Regarding age groups, individuals aged 50–59 showed the highest odds ratio for developing severe depression. However, all age groups had wide confidence intervals, indicating that these results are not statistically robust.
The Spearman correlation coefficient between depression scores and age is -0.04, indicating a very weak negative correlation. As age increases, depression scores tend to decrease slightly (and vice versa). This suggests that there is almost no meaningful relationship between age and depression within the U.K. dataset (see scatter plot). In this context, age appears to have little to no impact on depression scores.
# hypothesis 3: prevalence of depression decreases with age (UK)

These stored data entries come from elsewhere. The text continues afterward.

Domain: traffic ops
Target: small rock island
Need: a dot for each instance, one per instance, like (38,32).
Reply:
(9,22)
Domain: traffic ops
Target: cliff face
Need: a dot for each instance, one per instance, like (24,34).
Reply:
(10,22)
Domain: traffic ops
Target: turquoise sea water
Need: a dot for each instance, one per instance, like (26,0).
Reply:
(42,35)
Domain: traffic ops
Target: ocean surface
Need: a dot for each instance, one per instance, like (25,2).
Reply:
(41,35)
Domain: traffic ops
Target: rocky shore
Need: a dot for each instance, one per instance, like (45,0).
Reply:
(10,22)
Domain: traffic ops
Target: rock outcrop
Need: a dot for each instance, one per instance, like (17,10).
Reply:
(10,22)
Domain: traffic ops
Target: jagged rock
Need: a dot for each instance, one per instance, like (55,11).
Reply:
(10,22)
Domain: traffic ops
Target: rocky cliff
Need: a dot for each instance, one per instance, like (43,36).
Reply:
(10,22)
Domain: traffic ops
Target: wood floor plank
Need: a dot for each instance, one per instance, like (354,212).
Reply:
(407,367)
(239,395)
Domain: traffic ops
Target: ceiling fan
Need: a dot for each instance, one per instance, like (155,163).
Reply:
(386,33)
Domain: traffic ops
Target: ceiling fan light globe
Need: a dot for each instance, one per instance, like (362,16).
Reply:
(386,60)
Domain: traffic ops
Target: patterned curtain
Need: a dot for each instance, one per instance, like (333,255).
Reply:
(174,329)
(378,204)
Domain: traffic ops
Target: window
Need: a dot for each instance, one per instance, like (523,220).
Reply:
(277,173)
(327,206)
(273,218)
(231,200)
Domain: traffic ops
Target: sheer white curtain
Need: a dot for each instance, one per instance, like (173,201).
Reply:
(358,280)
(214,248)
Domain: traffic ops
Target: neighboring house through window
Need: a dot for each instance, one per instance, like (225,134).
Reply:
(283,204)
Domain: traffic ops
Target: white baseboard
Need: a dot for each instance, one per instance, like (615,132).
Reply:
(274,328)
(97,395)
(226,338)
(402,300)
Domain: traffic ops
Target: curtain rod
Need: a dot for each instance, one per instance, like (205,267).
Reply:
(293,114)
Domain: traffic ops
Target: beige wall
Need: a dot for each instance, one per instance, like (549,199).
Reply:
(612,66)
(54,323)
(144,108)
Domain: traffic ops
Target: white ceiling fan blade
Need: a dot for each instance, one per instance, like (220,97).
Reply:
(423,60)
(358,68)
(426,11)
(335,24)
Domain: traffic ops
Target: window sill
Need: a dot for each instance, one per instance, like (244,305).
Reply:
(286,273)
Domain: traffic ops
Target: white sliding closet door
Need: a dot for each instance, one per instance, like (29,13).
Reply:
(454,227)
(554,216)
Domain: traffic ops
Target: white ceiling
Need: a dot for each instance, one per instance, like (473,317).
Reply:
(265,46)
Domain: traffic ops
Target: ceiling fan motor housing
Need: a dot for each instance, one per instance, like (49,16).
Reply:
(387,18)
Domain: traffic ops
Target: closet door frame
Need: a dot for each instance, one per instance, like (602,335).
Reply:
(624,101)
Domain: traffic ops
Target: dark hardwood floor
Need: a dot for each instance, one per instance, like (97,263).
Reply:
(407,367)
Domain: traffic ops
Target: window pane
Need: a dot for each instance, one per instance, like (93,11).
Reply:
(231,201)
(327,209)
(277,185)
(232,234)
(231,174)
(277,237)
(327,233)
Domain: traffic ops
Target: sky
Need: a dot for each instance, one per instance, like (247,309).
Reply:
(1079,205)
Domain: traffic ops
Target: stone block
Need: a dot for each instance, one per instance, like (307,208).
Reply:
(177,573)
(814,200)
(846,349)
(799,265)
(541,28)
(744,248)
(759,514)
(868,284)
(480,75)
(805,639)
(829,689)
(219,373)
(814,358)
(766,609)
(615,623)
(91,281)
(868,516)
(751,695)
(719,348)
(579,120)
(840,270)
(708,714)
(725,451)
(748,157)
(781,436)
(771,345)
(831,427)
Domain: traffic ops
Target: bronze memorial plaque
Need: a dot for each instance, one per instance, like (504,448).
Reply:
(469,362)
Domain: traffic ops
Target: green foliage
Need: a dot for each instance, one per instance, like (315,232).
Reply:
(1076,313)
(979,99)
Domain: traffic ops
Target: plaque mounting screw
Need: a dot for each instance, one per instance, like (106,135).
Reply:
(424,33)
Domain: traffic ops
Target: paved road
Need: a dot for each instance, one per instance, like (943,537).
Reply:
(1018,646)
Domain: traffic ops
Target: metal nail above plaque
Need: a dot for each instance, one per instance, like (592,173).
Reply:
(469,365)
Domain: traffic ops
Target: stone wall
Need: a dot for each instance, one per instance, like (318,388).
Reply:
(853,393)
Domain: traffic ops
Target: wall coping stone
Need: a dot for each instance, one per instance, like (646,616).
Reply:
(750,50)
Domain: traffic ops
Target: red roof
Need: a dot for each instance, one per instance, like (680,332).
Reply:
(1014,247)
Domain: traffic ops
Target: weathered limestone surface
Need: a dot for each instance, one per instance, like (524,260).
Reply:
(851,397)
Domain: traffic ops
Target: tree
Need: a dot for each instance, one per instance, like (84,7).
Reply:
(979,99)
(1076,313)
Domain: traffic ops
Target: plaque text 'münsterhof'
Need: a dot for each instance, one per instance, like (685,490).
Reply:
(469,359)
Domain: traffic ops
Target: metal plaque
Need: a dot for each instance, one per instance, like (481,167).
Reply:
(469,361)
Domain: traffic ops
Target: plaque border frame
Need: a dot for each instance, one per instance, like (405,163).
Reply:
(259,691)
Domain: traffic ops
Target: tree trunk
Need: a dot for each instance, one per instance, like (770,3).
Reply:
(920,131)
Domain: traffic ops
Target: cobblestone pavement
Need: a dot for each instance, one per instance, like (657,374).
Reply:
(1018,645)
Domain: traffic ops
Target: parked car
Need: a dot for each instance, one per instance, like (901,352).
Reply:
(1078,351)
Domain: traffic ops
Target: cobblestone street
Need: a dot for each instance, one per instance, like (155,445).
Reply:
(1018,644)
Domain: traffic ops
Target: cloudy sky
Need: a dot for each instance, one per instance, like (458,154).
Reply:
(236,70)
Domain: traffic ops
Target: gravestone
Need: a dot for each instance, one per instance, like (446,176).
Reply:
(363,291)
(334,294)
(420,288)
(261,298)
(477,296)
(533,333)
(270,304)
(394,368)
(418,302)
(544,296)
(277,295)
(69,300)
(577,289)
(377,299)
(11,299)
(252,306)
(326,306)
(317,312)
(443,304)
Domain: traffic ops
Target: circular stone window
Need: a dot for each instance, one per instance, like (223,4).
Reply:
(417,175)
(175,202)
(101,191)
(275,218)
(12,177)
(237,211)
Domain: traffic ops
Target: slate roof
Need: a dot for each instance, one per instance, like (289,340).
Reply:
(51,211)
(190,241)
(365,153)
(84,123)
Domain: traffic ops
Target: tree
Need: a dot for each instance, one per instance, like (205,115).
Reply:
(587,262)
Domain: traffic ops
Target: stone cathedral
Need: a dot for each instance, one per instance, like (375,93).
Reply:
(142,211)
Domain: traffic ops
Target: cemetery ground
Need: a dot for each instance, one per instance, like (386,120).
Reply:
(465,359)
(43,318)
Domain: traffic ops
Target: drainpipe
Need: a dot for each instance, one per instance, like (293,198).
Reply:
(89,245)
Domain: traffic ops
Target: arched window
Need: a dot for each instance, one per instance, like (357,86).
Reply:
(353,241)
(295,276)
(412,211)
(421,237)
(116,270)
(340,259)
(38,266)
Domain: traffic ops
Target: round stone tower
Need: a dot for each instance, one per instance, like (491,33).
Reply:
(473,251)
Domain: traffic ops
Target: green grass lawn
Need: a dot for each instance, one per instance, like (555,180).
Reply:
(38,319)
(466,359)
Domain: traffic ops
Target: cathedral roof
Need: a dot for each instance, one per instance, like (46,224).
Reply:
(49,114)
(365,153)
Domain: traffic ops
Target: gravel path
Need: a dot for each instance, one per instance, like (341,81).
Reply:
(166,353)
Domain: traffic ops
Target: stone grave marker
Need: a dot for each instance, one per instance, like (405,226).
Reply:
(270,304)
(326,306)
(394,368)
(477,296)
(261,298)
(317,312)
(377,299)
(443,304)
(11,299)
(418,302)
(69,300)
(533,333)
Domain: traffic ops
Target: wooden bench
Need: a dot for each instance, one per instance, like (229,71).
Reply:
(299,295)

#table(df_uk$agea) # just to check first (not meaningful): youngest 15y, oldest 90y
# convert "agea" (age) into numeric
df_uk$age = as.numeric(as.character(df_uk[,"agea"]))
# check: scatter plot (visual inspection)
#plot(df_uk$age, df_uk$depres, main = "Scatter Plot: Age, Depression" , xlab = "Age", ylab = "Depression")
#Wäre schön hier Prozentuale Anteile zu sehen anstatt Frequencies.
#Hiereinmal Age von Dscrrce
#hist(df_uk$age[df_uk$dscrrce == "Marked"], breaks = 12, main = "Histogram: Marked", xlab = "Age", col = "steelblue")
#hist(df_uk$age[df_uk$dscrrce == "Not marked"], breaks = 12, main = "Histogram: Not Marked", xlab = "Age", col = "steelblue")
#Hier einmal Age von Dscrsex
#hist(df_uk$age[df_uk$dscrsex == "Marked"], breaks = 12, main = "Histogram: Marked", xlab = "Age", col = "steelblue")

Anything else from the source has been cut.